Irregular expenditure on a loan under the Sustainable Utilisation of Poultry Litter (SUPL) Scheme
In addition, Mr Donnelly’s report on Invest NI notes irregular income and expenditure relating to a £14.2 million loan made in previous years to Glenmore Generation Limited. The Department of Finance considered this loan to be irregular, because certain conditions of its approval had not been complied with and further approval had not been sought. Within Invest NI’s 2020-21 financial statements, expenditure of £10.4 million for expected credit losses, and income of £0.4 million relating to the loan, are therefore considered to be irregular.

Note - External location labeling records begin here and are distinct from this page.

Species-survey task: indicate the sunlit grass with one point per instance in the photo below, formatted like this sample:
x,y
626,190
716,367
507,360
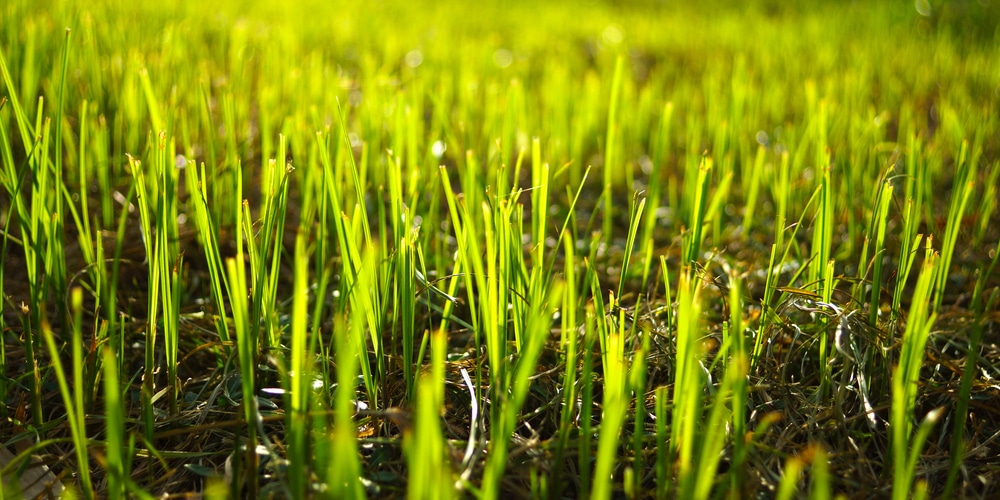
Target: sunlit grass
x,y
447,250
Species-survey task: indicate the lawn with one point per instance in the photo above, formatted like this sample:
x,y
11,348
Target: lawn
x,y
441,249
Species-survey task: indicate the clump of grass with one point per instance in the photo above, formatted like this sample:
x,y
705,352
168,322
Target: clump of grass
x,y
420,249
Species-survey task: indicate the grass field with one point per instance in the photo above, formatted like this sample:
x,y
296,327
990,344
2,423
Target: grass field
x,y
440,249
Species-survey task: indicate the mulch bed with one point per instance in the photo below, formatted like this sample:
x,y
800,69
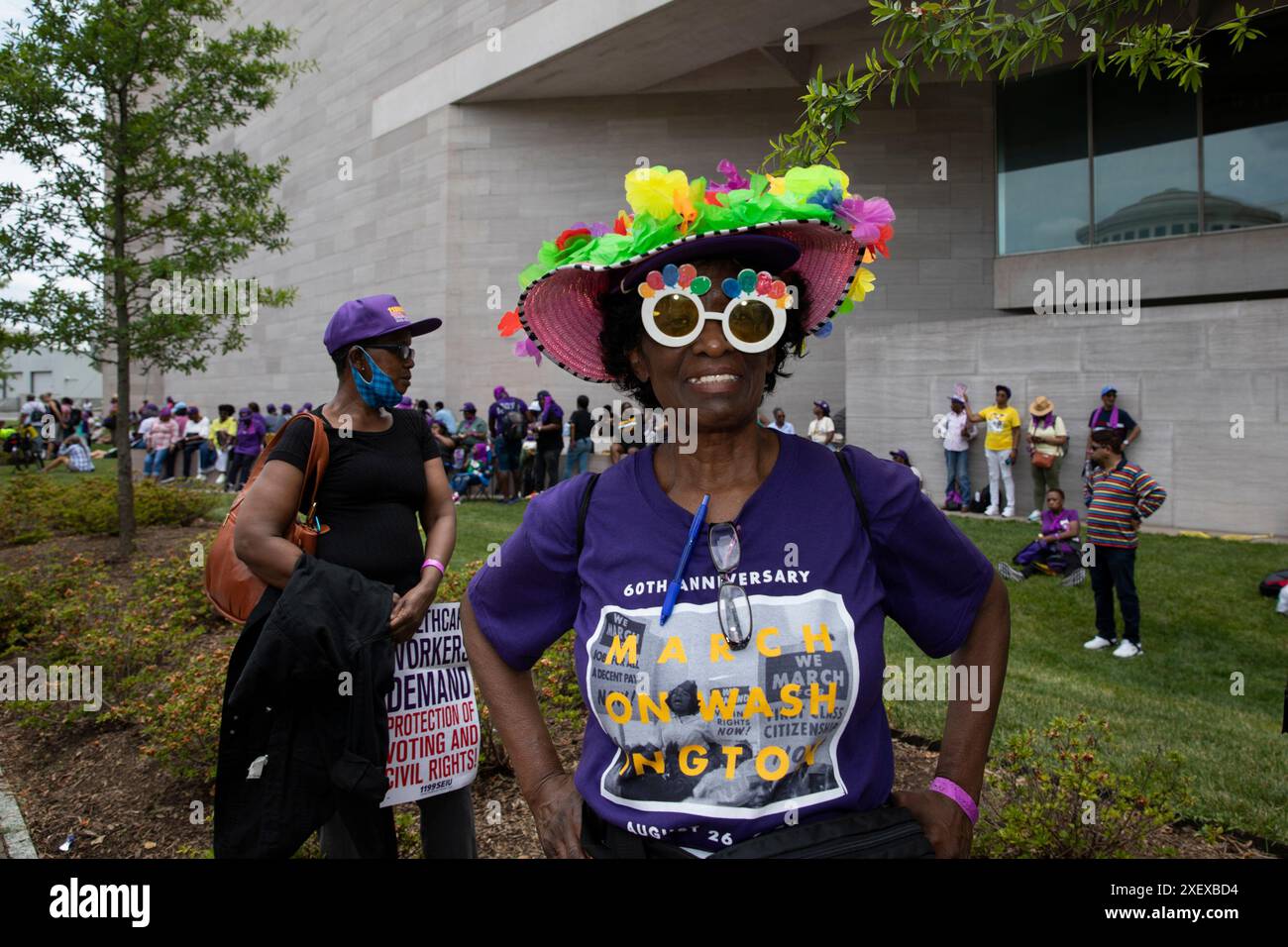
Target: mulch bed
x,y
91,783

Other matters included in the report on the audit of the Department for the Economy 2020-21 resource accounts
Mr Donnelly’s report on the 20-21 Department for the Economy accounts notes a further qualification relating to irregular spending on three apprenticeship recovery schemes launched in September 2020 to support employers in response to the pandemic. It criticises a failure by the Department to secure approval from the Department of Finance (DoF) to make the payments, as was required by legislation. The Department subsequently identified this issue and paused the schemes on 4 October 2021 whilst it sought DoF approval, but by this stage £6.2 million of payments had been already been made. Since the legislation required DoF approval prior to payments being made it was not possible to obtain retrospective approval for the £6.2 million already paid, and this expenditure is therefore illegal. DoF approval was, however, obtained for future payments and the schemes then recommenced.
Similar irregularities were also highlighted in relation to a £5.3m payment to Tourism Ireland Limited, where again DoF approval was not obtained.
Commenting on these qualifications to the accounts, Mr Donnelly said:
“It is completely unacceptable that a Department fails to comply with the requirements of primary legislation it is relying on to make payments. This is a basic requirement, and it is extremely disappointing to see that the Department has failed to learn lessons from its past failure on obtaining approvals required for the Renewable Heating Incentive scheme.”